Irgendwie traurig: schon damals haben sich Christen auf theologischer Ebene die Köpfe eingeschlagen. Paulus legt in seinem Brief gleich richtig los: statt der an dieser Stelle üblichen Danksagung, greift er sofort diejenigen an, die ein anderes Evangelium als er lehren. Ist das jetzt eingebildet oder konsequent? Fehlt da die Demut oder ist das ein notwendiger Kampf für das Evangelium?
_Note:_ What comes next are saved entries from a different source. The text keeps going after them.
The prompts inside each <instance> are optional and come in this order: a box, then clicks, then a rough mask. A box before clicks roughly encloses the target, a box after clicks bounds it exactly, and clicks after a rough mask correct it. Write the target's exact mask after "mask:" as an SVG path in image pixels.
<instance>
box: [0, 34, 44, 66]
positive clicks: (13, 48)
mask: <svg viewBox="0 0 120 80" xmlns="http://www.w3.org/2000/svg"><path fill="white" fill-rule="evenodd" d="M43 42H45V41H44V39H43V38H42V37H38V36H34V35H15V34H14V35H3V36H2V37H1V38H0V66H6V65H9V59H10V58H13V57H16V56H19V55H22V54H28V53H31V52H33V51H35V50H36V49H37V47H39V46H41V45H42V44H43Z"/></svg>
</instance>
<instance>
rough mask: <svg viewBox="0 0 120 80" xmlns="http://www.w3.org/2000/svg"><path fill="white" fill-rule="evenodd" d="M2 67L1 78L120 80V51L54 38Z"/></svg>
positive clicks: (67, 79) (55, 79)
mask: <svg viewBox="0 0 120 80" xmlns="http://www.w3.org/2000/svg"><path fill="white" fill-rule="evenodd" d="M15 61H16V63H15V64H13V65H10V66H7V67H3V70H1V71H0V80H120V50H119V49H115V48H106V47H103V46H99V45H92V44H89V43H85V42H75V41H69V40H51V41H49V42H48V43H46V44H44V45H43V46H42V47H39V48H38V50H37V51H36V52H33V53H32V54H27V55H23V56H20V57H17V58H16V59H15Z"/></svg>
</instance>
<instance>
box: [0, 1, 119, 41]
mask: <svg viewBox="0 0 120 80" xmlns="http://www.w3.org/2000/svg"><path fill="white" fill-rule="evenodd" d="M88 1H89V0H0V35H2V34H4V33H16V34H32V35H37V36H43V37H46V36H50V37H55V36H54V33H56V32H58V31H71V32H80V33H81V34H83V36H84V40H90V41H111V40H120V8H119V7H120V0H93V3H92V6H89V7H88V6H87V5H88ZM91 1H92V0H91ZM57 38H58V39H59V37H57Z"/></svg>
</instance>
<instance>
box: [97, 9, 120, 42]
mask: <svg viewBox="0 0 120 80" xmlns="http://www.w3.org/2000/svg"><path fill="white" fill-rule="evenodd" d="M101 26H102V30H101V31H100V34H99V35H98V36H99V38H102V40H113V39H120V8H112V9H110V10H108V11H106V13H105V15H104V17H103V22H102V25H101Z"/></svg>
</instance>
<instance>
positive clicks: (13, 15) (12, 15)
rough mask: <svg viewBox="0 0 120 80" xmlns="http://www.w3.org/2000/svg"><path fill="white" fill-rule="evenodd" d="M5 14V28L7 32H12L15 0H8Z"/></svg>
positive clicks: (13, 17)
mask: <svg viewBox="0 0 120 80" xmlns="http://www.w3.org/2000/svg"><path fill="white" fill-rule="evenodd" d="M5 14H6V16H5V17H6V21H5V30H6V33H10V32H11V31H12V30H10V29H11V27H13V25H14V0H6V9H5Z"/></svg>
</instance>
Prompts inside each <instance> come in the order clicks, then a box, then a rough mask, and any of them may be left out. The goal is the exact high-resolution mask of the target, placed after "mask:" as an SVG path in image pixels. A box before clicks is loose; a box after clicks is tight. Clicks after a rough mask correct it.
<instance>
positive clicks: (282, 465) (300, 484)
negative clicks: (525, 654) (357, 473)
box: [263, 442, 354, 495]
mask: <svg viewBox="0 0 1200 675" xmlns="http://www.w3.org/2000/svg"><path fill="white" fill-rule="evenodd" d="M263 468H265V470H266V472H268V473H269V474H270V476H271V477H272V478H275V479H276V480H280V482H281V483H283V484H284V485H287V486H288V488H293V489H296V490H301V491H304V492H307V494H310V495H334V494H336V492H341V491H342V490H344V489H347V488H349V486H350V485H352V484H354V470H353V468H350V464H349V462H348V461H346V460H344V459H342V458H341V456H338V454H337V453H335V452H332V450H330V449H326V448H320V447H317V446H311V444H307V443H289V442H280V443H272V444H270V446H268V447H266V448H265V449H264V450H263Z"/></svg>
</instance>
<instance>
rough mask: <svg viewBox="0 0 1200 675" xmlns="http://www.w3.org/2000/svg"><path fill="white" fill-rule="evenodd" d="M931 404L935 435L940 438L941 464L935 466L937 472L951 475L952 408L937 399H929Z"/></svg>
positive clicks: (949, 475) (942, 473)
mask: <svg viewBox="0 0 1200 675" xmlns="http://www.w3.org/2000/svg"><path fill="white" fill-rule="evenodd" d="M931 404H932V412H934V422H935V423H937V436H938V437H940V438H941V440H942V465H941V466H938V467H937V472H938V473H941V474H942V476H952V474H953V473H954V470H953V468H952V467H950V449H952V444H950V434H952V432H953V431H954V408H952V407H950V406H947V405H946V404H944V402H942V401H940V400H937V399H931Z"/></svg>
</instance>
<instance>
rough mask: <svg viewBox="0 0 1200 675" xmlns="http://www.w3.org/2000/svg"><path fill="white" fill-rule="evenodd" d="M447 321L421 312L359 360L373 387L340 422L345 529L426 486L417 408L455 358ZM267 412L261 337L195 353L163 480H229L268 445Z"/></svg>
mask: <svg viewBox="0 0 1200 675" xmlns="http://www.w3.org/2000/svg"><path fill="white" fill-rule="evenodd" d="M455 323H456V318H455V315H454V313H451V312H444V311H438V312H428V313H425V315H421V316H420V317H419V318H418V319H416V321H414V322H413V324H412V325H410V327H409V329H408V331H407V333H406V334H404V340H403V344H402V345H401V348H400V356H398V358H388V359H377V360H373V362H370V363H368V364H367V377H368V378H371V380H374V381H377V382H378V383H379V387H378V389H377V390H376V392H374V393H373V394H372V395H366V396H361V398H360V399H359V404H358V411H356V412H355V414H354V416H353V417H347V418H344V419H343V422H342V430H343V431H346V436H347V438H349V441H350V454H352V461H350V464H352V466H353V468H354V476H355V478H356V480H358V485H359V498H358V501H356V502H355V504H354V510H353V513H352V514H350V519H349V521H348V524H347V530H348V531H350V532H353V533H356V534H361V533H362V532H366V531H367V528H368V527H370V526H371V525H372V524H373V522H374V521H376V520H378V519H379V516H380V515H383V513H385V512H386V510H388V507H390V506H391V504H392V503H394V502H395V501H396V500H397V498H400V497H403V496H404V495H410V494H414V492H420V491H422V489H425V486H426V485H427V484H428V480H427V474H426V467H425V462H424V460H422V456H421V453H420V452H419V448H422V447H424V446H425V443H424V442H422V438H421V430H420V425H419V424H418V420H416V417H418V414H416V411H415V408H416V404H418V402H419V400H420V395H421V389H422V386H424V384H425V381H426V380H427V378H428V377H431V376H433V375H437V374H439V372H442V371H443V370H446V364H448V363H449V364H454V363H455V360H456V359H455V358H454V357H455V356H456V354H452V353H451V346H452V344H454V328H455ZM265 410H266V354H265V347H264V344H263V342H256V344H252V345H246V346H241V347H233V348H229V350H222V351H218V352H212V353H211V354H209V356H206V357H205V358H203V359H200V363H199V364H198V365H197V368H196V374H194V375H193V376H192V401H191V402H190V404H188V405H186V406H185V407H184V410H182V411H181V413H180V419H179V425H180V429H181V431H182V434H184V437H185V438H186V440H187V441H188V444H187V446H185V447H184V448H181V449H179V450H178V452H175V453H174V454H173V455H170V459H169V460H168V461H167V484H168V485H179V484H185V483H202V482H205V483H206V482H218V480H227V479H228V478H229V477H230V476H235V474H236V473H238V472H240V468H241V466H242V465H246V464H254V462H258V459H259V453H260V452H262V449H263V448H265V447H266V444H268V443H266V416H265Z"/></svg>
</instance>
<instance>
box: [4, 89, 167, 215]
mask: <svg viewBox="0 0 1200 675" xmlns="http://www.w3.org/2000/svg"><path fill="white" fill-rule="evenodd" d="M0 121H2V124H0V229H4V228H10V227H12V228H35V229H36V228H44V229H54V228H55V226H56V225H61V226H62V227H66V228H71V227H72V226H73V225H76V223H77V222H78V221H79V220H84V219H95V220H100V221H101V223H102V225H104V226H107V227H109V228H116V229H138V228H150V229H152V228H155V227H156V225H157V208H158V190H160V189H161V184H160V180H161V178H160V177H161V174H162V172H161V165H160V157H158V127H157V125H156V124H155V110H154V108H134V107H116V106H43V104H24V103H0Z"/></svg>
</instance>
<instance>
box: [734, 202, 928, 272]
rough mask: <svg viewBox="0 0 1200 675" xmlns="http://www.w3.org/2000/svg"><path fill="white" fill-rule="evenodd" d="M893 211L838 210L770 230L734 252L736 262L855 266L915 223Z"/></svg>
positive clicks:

Aus heutigem Abstand können wir das natürlich leichter beurteilen. Die Briefe des Paulus sind Teil des Neuen Testaments, Paulus hat sich mit seiner Ansicht durchgesetzt. Gott sei Dank und meiner Meinung nach zurecht. Theologisch gesehen stand er damals für eine Öffnung des Christentums gegenüber der heidnischen Welt. Um Christen zu werden, sollten die Heiden nicht erst Juden werden müssen (mit Beschneidung und Befolgung des alttestamentlichen Gesetzes). Andere legten die Botschaft Jesu konservativer aus: Für sie war klar, dass Jesus Jude war und das jeder echte Nachfolger zuerst auch einmal Jude werden musste.

Paulus wurde dementsprechend vorgeworfen, dass er seine Botschaft zu sehr den Menschen anpasse. Er verwässere das Evangelium. Dieser Vorwurf spiegelt sich in V.10 wieder, wo Paulus seine Gegner fragt: „Predige ich denn jetzt Menschen oder Gott zuliebe? Oder suche ich Menschen gefällig zu sein?“ Das war genau der Vorwurf: dass sein Evangelium von der Gnade zu billig ist und nur den Menschen gefällig ist. Seltsam, wenn man sich das so überlegt: in dieser Frage wurde Paulus damals als zu liberal beschimpft und verurteilt (wobei er in anderen Fragen, z.B. gegenüber der Gnosis, alles andere als liberal war).